Белопольский торопил с устройством аэродрома, желая осмотреть остров сверху и попытаться разыскать континент. На берегу острова были обнаружены явственные следы высокого прилива, и это, по мнению Баландина, служило доказательством близости материка. В открытом океане, вдали от других берегов, прилив не мог быть таким высоким.
Устройством площадки занимались Пайчадзе, Второв, Романов и Князев, – под руководством Зайцева.
Взлётным полем мог служить залив; реактивные самолёты, имевшиеся на борту «СССР-КС3», все были гидросамолётами, но возникая вопрос, где их собирать, а главное – держать? На воде первый же грозовой фронт разломал бы крылья аппаратов. Решили построить защищённый ангар и снабдить его приспособлением для спуска самолёта на воду и обратного подъёма после возвращения из полёта.

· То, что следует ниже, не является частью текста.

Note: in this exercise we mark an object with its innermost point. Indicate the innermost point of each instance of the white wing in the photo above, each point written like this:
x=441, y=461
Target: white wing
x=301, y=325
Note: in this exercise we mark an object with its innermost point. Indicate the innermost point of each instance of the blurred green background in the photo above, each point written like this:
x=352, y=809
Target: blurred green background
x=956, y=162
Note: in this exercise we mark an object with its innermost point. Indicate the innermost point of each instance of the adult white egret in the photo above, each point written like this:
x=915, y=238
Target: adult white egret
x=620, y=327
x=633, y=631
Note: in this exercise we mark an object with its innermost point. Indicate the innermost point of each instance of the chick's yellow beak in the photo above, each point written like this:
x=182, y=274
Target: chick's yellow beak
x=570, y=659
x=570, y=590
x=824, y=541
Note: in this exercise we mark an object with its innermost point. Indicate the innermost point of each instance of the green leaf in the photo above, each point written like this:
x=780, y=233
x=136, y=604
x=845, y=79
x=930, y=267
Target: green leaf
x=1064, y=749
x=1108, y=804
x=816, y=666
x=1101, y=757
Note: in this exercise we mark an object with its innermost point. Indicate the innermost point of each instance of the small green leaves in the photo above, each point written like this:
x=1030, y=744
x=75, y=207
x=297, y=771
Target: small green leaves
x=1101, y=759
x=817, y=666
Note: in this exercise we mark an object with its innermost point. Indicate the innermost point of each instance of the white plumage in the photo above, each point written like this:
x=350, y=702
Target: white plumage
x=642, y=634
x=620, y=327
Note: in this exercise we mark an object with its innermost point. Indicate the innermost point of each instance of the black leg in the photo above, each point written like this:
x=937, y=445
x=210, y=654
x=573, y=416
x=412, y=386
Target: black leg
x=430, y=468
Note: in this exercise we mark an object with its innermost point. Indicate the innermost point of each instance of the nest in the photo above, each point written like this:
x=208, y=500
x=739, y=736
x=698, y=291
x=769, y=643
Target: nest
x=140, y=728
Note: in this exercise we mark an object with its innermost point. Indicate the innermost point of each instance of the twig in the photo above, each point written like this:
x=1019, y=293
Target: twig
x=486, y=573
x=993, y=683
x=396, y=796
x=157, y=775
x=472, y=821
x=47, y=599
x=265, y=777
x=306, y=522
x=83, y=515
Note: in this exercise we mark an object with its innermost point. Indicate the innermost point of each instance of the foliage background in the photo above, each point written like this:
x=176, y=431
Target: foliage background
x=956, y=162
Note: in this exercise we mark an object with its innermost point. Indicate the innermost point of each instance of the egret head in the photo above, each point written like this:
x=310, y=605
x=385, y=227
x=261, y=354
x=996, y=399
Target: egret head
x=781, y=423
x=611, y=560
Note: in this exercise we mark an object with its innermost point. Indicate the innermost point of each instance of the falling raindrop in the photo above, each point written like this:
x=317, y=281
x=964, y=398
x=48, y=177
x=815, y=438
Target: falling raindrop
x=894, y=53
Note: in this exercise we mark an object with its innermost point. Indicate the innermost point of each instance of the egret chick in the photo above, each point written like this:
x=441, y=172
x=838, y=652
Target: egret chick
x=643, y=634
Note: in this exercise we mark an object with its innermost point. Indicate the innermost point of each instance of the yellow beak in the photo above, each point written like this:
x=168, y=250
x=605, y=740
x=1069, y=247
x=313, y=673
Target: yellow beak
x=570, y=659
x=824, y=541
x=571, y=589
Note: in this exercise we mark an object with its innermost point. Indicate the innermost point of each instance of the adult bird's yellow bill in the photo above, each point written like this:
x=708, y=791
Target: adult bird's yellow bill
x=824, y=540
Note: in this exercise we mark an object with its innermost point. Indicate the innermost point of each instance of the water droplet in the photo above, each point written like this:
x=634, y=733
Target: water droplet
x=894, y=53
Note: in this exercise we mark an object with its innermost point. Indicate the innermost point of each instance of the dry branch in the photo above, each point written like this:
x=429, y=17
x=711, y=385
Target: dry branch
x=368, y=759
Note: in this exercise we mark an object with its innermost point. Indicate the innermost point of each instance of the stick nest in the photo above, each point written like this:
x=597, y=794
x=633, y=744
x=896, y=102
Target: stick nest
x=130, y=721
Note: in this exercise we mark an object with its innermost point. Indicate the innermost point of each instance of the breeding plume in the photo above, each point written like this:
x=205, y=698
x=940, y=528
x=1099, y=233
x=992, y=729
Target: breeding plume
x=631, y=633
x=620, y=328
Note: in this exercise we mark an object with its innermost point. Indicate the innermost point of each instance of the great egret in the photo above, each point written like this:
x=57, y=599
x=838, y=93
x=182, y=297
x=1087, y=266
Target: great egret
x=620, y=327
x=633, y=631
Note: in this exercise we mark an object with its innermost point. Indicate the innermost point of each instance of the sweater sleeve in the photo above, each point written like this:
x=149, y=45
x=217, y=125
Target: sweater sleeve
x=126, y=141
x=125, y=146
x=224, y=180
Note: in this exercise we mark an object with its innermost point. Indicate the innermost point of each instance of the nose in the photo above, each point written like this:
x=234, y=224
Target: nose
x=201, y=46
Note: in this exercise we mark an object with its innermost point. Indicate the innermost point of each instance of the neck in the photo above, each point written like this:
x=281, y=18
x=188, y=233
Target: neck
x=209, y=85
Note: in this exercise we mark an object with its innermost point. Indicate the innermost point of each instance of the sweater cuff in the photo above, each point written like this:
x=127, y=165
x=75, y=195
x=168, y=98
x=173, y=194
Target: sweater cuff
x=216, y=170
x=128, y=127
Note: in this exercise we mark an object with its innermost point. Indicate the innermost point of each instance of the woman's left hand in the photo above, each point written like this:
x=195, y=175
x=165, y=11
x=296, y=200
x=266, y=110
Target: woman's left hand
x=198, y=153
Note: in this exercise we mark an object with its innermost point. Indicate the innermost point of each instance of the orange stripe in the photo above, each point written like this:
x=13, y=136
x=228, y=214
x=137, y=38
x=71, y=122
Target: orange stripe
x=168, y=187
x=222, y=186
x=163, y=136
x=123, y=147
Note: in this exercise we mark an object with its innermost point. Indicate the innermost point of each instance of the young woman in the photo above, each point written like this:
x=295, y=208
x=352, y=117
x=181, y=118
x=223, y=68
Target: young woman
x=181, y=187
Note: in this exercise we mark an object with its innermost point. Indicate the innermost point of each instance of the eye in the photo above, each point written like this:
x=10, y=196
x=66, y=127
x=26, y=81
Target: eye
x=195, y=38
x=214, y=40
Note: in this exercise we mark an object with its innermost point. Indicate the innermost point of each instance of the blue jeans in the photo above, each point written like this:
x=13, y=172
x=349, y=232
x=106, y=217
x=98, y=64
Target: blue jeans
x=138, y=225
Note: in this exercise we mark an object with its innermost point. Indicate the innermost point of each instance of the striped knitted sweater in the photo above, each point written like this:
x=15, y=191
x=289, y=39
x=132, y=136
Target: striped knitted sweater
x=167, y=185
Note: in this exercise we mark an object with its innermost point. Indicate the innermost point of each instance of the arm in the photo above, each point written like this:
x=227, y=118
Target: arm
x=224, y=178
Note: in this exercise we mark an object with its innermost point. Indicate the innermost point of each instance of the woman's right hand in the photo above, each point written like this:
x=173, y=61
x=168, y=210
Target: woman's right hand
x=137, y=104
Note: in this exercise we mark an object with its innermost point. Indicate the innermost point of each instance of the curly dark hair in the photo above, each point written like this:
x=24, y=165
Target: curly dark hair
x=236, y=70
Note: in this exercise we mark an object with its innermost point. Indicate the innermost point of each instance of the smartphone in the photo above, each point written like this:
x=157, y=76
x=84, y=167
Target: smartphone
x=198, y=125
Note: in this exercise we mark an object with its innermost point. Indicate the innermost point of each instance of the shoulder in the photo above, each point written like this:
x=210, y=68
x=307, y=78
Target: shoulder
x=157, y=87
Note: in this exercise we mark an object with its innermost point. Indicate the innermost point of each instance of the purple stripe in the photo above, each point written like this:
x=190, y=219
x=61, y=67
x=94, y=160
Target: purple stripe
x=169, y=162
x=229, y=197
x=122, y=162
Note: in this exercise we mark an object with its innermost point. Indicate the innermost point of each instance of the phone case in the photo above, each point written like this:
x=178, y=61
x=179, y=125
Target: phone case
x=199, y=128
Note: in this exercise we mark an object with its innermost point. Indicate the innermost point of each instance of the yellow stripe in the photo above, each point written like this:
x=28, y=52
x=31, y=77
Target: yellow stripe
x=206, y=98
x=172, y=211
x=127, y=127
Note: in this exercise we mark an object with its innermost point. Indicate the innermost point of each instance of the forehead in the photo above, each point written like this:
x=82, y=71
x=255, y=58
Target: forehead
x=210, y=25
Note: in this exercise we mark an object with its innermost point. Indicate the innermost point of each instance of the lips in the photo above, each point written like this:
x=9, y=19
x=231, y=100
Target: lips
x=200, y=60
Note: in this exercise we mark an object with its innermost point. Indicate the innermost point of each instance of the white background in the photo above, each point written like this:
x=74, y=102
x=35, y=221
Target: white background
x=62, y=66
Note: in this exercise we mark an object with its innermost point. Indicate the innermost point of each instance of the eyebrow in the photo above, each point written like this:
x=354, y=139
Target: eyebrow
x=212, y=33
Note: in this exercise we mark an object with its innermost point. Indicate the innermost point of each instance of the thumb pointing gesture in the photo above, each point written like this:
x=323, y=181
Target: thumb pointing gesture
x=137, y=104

Это было тяжёлой задачей, учитывая высоту обрыва и обилие «кустов»-губок и коралловых «деревьев». Но упорство и изобретательность победили.
Пламенем огнемётов и мощными ультразвуковыми аппаратами уничтожили всё, что было на берегу на пространстве трёхсот квадратных метров. Кусками коралловых «деревьев» засыпали многочисленные ямы. Над этой площадкой устроили крепкий навес, прикрепив его к оставленным специально для этой цели стволам. Направленные взрывы разрушили часть берега, образовав пологий склон. Когда установили электролебёдку, аэродром был готов. Оставалось перетащить сюда один из самолётов и собрать его крылья.